Organisatie | Stadskanaal |
---|---|
Organisatietype | Gemeente |
Officiële naam regeling | Sociaal statuut gemeente Stadskanaal |
Citeertitel | Sociaal statuut gemeente Stadskanaal |
Vastgesteld door | college van burgemeester en wethouders |
Onderwerp | bestuur en recht |
Eigen onderwerp |
Deze regeling is vervangen door het Sociaal statuut gemeente Stadskanaal 2008.
CAR/UWO
Geen
Datum inwerkingtreding | Terugwerkende kracht tot en met | Datum uitwerkingtreding | Betreft | Datum ondertekening Bron bekendmaking | Kenmerk voorstel |
---|---|---|---|---|---|
19-01-1999 | 01-01-1999 | 17-04-2008 | nieuwe regeling | 19-01-1999 Geen | BW, 19-01-1999, 7 |
Burgemeester en Wethouders van Stadskanaal
gelet op het delegatiebesluit d.d. 31 augustus 1998;
overwegende dat het gewenst is regels te stellen met betrekking tot de personele gevolgen, verbonden aan organisatieveranderingen van het gemeentelijk apparaat;
gelet op de betreffende bepalingen in de Collectieve Arbeidsvoorwaarden Regeling (CAR) en de Uitwerkingsovereenkomst (UWO);
gelet op de bereikte overeenstemming met de commissie voor georganiseerd overleg in de vergadering van 11 januari 1999;
1.1 In dit statuut wordt verstaan onder:
een functie van hetzelfde werk- en denkniveau met eenzelfde functieschaal dan wel maximaal een functieschaal lager, die aan de medewerker kan worden aangeboden in verband met de persoonlijke omstandigheden en vooruitzichten van de medewerker. Onder persoonlijke omstandigheden en vooruitzichten kunnen onder meer worden verstaan: interesse, capaciteiten, ervaring, leeftijd, gezondheidstoestand, gezinsomstandigheden, scholing, salaris en salarisaanspraken;
1.2 Dit sociaal statuut is van toepassing op de organisatieveranderingen bij de gemeente Stadskanaal.
Artikel 2: Algemeen uitgangspunt
Er zullen geen gedwongen ontslagen plaatsvinden als gevolg van organisatieveranderingen.

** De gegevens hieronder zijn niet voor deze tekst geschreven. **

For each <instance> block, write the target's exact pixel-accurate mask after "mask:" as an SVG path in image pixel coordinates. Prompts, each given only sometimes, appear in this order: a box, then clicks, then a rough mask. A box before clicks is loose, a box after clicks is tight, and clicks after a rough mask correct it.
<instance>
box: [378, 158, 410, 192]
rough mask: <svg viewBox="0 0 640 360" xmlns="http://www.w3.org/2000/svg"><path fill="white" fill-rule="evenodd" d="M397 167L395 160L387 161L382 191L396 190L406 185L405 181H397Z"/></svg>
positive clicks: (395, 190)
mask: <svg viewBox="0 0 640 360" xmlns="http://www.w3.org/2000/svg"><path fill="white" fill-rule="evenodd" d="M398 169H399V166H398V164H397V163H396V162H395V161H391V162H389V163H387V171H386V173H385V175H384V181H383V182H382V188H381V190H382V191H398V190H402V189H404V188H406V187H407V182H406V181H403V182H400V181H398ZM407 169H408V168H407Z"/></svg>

Artikel 3: Stappen organisatieverandering.
Het uitvoeringsplan wordt ter instemming voorgelegd aan de ondernemingsraad. Indien de ondernemingsraad heeft ingestemd met het uitvoeringsplan wordt het plan ter kennisname aangeboden aan het georganiseerd overleg. Indien geen instemming van de ondernemingsraad wordt verkregen stelt het college van burgemeester en wethouders het uitvoeringsplan vast na overleg in de commissie voor georganiseerd overleg.

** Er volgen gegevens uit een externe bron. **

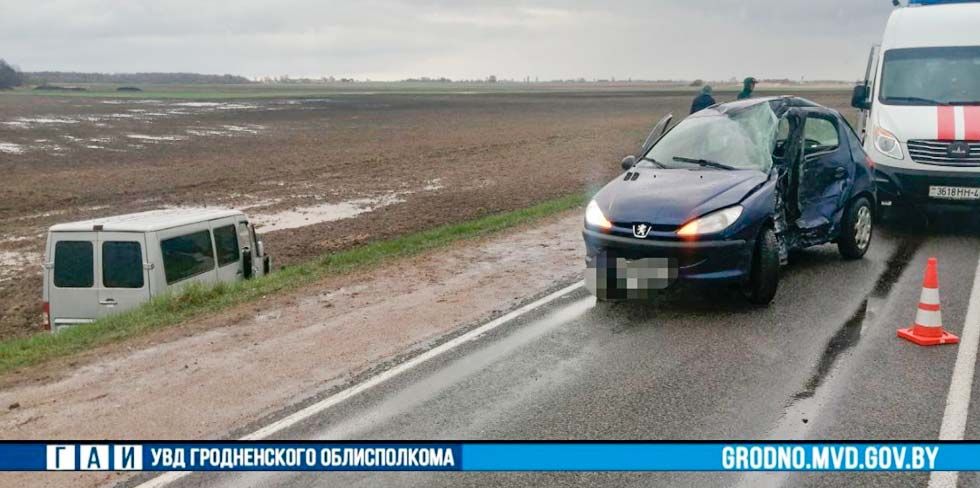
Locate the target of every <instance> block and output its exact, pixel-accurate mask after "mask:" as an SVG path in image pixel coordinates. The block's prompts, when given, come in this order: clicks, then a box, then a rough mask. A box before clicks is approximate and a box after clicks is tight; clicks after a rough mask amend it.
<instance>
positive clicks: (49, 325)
mask: <svg viewBox="0 0 980 488" xmlns="http://www.w3.org/2000/svg"><path fill="white" fill-rule="evenodd" d="M41 311H42V313H44V329H45V330H51V304H50V303H48V302H44V303H43V304H42V305H41Z"/></svg>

Artikel 4: Plaatsing in de nieuwe organisatie.
Herplaatsing in een geschikte functie. Voorzover geen passende functie beschikbaar is komt de herplaatsingskandidaat in aanmerking voor plaatsing in een geschikte functie. Voorstel tot herplaatsing geschiedt bij voorkeur in een functie met een functioneel schaalniveau dat gelijk is aan het functioneel schaalniveau van de oorspronkelijke functie. Is dit niet mogelijk, dan kan hiervan bij een geschikte functie maximaal 1 schaalniveau lager worden afgeweken. Indien herplaatsing in een functie met een gelijk functioneel schaalniveau na zorgvuldige afweging niet mogelijk is gebleken en er op dat moment slechts mogelijkheden zijn de medewerker in een functie met een lager functioneel schaalniveau te plaatsen, dan heeft het college van burgemeester en wethouders de inspanningsverplichting maatregelen te treffen om de medewerker weer werkzaamheden te laten verrichten overeenkomstig het functioneel schaalniveau van zijn oorspronkelijke functie.

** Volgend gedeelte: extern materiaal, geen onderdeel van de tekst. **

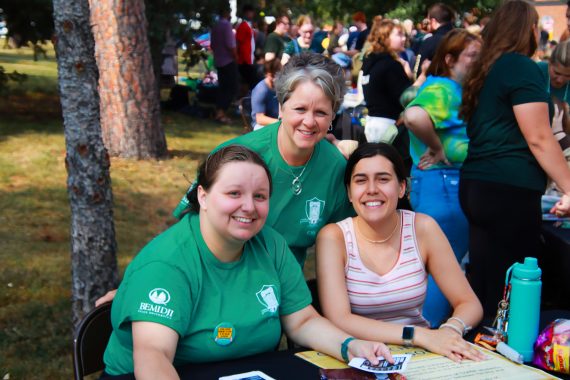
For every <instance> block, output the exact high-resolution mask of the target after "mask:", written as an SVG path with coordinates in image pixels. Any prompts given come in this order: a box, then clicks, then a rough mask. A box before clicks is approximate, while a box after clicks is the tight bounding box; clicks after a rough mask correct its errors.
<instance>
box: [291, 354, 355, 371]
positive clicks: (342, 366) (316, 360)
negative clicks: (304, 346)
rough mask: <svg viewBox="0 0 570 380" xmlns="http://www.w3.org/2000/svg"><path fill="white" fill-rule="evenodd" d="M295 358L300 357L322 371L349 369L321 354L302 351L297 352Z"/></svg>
mask: <svg viewBox="0 0 570 380" xmlns="http://www.w3.org/2000/svg"><path fill="white" fill-rule="evenodd" d="M295 356H298V357H300V358H301V359H304V360H306V361H308V362H309V363H313V364H314V365H316V366H317V367H319V368H324V369H342V368H350V367H349V366H347V365H346V364H344V363H343V362H341V361H340V360H337V359H335V358H333V357H331V356H328V355H327V354H323V353H322V352H318V351H303V352H297V353H296V354H295Z"/></svg>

Herplaatsing bovenformatief. In bijzondere gevallen is het mogelijk om medewerkers bovenformatief te plaatsen. Om betrokkene zo spoedig mogelijk te kunnen herplaatsen in een passende of geschikte functie binnen of buiten de gemeentelijke organisatie wordt in overleg met de medewerker een reïntegratieplan opgesteld. Hierbij kan gebruik worden gemaakt van de faciliteiten zoals genoemd in artikel 8 (flankerend beleid). Gedurende de periode dat de medewerker bovenformatief is geplaatst is hij verplicht tijdelijk hem opgedragen passende of geschikte werkzaamheden uit te voeren
Herhaald aanbod Indien binnen 1 jaar na plaatsing van een herplaatsingskandidaat op grond van een beoordelingsgesprek blijkt dat de medewerker zijn nieuwe functie niet voldoende vervult, anders dan wegens ziekte of gebreken, wordt tot maximaal 2 jaar na de datum van organisatieverandering de mogelijkheid bezien of plaatsing in een (andere) passende of geschikte functie alsnog gerealiseerd kan worden.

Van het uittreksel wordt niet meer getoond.